In the past, through numerous rulings especially during the Bush Administration, the NLRB has consistently given employers wide latitude to threaten, harass and spy on their employees who were trying to organizing which effectively diminished the employees’ lawful protected rights to organize.
These welcome and long overdue changes will result in rules that are simpler, and clearer, achieving the true aim of the National Labor Relation Act by making sure that employees are free to choose whether or not they want to be represented at work, in a quick and accurate way. These proposed changes shall likewise protect the workers’ rights by eliminating the “unfair and unlawful practices that has been ongoing and is still the unrestricted, unabated modus operandi conducted by the anti-labor law firms hired by combative employers.
Weingarten Rights
Employees Right to Union Representation
The right of employees to have Union representation at an investigatory interview has been upheld by the U.S. Supreme Court in a 1975 case (NLRB vs. Weingarten Inc. 251, 88LRMM2689). These rights have become known as the “Weingarten Rights”.
If an employee has a reasonable belief that adverse consequences may result from what he or she says, the employee has the right to request that a union representative be present during an investigatory interview, although management is not required to inform the employee of the employer’s Weingarten Rights. IT IS THE EMPLOYEES RESPONSIBILITY TO KNOW AND REQUEST REPRESENTATION.
Employees have rights only during investigatory interviews. An investigatory interview occurs when a supervisor questions an employee to obtain information which could be used as a basis for discipline or asks an employee to defend his or her conduct.
When the employee makes the request for a union representative to be present, management has these options:
1. It can stop questioning the employee until the Union Representative arrives;
2. It can call off the interview;
3. It can tell the employee that the interview will be called off unless the employee voluntarily gives up his or her right to a union representative---(an option that the employee should always refuse.)

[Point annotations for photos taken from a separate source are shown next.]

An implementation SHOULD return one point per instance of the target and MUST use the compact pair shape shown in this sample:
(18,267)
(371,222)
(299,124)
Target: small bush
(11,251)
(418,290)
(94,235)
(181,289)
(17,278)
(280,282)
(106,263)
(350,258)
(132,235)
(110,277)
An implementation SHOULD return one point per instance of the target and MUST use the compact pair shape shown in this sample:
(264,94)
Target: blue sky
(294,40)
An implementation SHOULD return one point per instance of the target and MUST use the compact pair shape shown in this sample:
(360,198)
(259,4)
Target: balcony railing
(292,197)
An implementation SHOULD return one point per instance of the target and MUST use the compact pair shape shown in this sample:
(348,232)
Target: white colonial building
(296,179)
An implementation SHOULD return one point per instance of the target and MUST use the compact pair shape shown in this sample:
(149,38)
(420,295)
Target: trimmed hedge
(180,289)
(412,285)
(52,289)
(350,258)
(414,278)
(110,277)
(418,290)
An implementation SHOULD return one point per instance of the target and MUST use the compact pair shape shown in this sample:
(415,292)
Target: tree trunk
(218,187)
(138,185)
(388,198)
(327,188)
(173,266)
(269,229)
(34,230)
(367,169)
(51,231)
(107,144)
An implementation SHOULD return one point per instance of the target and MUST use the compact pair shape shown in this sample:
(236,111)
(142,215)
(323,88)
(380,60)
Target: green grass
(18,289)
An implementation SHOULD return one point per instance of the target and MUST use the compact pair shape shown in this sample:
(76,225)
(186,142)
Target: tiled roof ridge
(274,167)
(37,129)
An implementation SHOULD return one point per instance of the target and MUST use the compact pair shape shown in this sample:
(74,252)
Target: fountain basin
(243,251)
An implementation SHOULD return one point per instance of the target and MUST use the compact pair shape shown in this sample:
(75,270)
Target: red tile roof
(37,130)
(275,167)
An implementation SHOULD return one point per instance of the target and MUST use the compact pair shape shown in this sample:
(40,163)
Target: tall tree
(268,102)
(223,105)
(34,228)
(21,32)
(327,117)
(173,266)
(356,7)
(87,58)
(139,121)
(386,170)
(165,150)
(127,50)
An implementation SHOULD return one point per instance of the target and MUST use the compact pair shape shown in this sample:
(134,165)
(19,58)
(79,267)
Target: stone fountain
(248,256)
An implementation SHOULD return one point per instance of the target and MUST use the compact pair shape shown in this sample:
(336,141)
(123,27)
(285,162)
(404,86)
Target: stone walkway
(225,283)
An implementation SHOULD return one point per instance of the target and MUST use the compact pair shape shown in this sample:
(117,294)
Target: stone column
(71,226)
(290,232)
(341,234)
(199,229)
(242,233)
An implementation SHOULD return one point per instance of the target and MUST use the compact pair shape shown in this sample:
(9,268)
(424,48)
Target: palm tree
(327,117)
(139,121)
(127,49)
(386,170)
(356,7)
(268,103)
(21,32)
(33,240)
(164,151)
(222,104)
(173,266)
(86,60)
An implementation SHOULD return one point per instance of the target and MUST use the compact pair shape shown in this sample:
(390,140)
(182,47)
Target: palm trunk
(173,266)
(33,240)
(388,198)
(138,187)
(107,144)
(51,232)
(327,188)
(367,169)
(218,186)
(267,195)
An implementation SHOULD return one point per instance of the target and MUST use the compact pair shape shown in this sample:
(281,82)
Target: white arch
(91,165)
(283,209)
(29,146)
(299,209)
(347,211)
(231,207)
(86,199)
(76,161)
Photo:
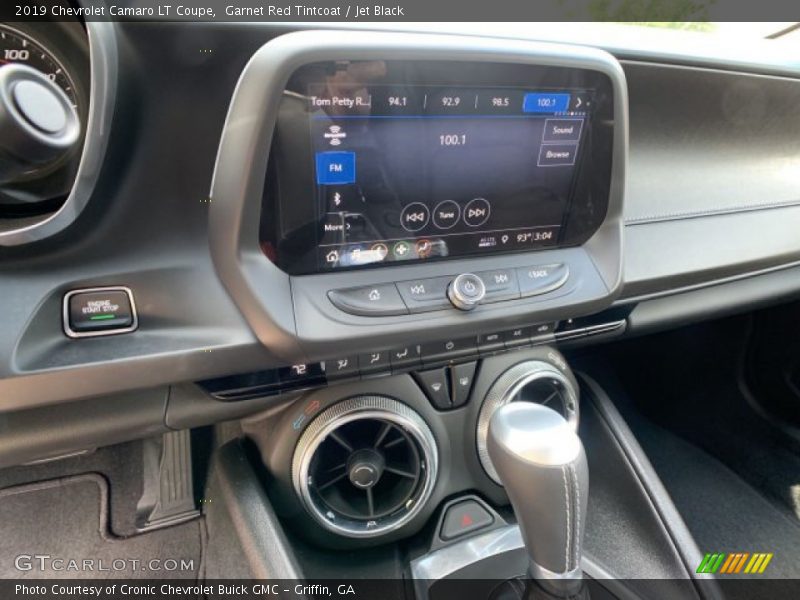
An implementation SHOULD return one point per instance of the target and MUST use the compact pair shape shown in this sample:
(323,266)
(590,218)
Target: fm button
(466,291)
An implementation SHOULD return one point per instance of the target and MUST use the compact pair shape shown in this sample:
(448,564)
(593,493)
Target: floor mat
(66,520)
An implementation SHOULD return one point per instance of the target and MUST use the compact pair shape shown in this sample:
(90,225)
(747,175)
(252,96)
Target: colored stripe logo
(734,563)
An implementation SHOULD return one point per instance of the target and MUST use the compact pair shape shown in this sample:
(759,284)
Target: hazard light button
(463,518)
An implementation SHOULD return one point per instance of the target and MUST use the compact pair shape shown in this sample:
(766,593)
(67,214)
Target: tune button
(466,291)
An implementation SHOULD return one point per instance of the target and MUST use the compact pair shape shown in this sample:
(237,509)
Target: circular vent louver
(365,466)
(530,381)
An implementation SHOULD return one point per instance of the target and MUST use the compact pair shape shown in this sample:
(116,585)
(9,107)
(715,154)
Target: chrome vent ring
(365,466)
(530,381)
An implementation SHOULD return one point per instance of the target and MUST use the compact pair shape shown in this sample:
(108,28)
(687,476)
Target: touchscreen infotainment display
(410,173)
(378,164)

Employers will often assert that the only role of a union representative in an investigatory interview is to observe the discussion---THAT IS NOT TRUE. The Supreme Court clearly acknowledges that the Union Representative has the right to assist and counsel workers during the interview.
The Supreme Court has also ruled that during an investigatory interview, management must inform the union representative of the subject of the interrogation. The union representative must also be allowed to speak privately with the employee before the interview. During the questioning, the union representative can interrupt to clarify a question or to object to confusing or intimidating tactics.
While the interview is in progress, the union representative cannot instruct the employee what to say, however, he has the right to advise him/her how to answer a question. At the end of the interview, the union representative can add information to support the employee’s case.
Does Weingarten Rights Apply To Non-Union Workers???
Since the Weingarten decision, the NLRB has changed its position four times on whether the right of representation should apply to non-union worker. In 1982, the NLRB held that Weingarten Right also applied to employees who request the presence of a co-worker in a non-union setting.
However, just a couple of years later, the NLRB reversed itself and rejected its earlier interpretation of Section 7 and declared that non-union employees did not have Weingarten Rights.
In 2000, the NLRB once again reversed giving non-union employees the right to have a co-worker present during an investigatory interview.
On June 15, 2004, during the Bush Administration, the NLRB dominated by a Republican majority (3-2) ruled that non-union employees are not entitled to have a co-worker accompany them to an investigatory interview---denying them the Weingarten Rights---leaving them legally naked and at the mercy of management.
It is interesting to note that the flip flop decisions not to extend Weingarten Rights to non-Union workers were initiated only when the NLRB held a Republican majority which demonstrates conclusively of the vast ideological differences that exist between the Republican/Democratic parties when determining the rights of the working people.